WASHINGTON (Reuters) – U.S. economic growth likely accelerated in the first quarter, fueled by massive government aid to households and businesses, charting the course for what is expected to be the strongest performance this year in nearly four decades.
The United States’ economy is rebounding more quickly compared to its global rivals, thanks to two additional rounds of COVID-19 relief money from Washington as well as easing anxiety over the pandemic, which has boosted domestic demand and allowed services businesses like restaurants and bars to reopen.
Though the anticipated pick-up in gross domestic product last quarter would leave output just below its level at the end of 2019, the economy remains at least a couple of years away from fully recovering from the pandemic recession, which started in February 2020.
The Commerce Department will publish its snapshot of first-quarter GDP growth on Thursday at 8:30 a.m EDT (1230 GMT).
“It will be a solid GDP number,” said Ryan Sweet, a senior economist at Moody’s Analytics in West Chester, Pennsylvania. “It’s one small milestone in many that we have to hit before we can say we have fully recovered from the recession.”
The economy likely grew at a 6.1% annualized rate in the first three months of the year, according to a Reuters survey of economists. That would be the second-fastest GDP growth pace since the third quarter of 2003 and would follow a 4.3% rate in the fourth quarter.
The survey was, however, conducted before this week’s March durable goods orders, goods trade deficit as well as wholesale and retail inventories data. Economists at Goldman Sachs initially trimmed their GDP growth estimate by one-tenth of a percentage point to a 7.4% rate after the durable goods data.
They subsequently raised the estimate to a 7.7% pace after the goods trade deficit and inventory data.
Former President Donald Trump’s government provided nearly $3 trillion in relief money early in the pandemic, triggering record GDP growth in the third quarter of 2020. That was followed by nearly $900 billion in additional stimulus in late December. President Joe Biden’s administration offered another $1.9 trillion rescue package in March, which sent one-time $1,400 checks to qualified households and extended a $300 unemployment subsidy through early September.
The Federal Reserve on Wednesday acknowledged the burgeoning domestic activity, but the U.S. central bank gave no sign it was ready to reduce its extraordinary support for the recovery.
The rapidly accelerating economy could dampen enthusiasm among some moderate Democrats for Biden’s ambitious economic agenda. Biden on Wednesday unveiled a sweeping $1.8 trillion package for families and education in his first joint speech to Congress. Republicans oppose more stimulus, now worried about swelling debt. The new package and an earlier infrastructure and jobs plan total around $4 trillion, rivaling the annual federal budget.
There are concerns among some economists that the massive government funding could ignite inflation. Many economists, including Fed Chair Jerome Powell, expect higher inflation will be transitory, arguing that the labor market remains 8.4 million jobs below its peak in February 2020.
A separate report from the Labor Department on Thursday is expected to show 549,000 people filed for state unemployment benefits last week, according to a Reuters survey. Though claims have dropped from a record 6.149 million in early April 2020, they remain well above the range of 200,000 to 250,000 that is viewed as consistent with a healthy labor market. About 17.4 million Americans were receiving unemployment benefits in early April.
The economy continued to power ahead early in the second quarter, with consumer confidence vaulting to a 14-month high in April, thanks to the fiscal stimulus and the expansion of the COVID-19 vaccination program to all American adults. That is helping to unleash pent-up demand.
Americans have accumulated at least $2 trillion in excess savings. Many economists expect the economy will fully recover from the recession in late 2023. They expect growth this year could top 7%, which would be the fastest since 1984. The economy contracted 3.5% in 2020, its worst performance in 74 years.
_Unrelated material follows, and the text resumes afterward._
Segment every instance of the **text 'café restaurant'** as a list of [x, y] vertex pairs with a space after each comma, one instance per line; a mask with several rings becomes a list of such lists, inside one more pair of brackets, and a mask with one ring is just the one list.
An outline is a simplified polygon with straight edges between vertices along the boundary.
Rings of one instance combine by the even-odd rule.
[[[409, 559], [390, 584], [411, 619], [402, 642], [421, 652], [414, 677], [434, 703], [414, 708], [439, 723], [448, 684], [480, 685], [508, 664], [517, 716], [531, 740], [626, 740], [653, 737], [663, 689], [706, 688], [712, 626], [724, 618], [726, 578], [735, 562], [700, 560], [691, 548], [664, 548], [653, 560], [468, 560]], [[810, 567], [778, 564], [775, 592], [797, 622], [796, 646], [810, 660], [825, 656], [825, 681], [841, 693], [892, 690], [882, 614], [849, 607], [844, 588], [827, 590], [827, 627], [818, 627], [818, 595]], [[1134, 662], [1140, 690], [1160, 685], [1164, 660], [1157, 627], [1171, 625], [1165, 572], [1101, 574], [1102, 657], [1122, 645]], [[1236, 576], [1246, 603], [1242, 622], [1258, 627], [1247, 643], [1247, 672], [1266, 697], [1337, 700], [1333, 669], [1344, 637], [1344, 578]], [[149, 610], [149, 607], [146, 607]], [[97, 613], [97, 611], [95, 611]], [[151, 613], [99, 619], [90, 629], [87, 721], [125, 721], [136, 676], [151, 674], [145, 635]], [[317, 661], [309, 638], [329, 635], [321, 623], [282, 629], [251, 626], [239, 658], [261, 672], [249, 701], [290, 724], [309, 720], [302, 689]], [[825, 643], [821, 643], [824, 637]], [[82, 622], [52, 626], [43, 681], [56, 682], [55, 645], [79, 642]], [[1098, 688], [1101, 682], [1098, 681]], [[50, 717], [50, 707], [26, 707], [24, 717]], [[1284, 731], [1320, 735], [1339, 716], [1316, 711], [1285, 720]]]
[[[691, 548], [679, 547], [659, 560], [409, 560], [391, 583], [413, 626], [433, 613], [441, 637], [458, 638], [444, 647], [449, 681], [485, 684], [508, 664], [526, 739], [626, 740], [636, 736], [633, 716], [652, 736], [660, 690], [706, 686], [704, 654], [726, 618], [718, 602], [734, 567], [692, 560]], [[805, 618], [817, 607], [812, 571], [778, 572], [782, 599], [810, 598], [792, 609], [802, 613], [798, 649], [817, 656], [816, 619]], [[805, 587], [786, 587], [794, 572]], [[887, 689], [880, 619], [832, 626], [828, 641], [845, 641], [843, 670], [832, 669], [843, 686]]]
“Assuming vaccines remain effective against new variants of the virus, the economy should experience significant growth for the rest of the year,” said Kevin Cummins, chief U.S. economist at NatWest Markets in Stamford, Connecticut.
“The combination of an extraordinary amount of fiscal stimulus, highly accommodative monetary policy, an extremely positive supply shock as the economy re-opens and a pile of excess savings to support consumption make us extremely optimistic about GDP growth in 2021 and 2022.”
Growth in the first quarter was likely driven by consumer spending, which is expected to have accelerated after almost braking in the final three months of 2020. Another quarter of double-digit growth is anticipated for business spending on equipment, as well as a rebound in investment in nonresidential structures such as mining exploration, shafts and wells.
Residential investment likely contributed to GDP growth for a third straight quarter. But trade was likely a drag for the third consecutive quarter as some of the robust domestic demand was satiated with imports. Strong consumption meant fewer unsold goods in warehouses, which likely resulted in inventory accumulation subtracting from GDP growth.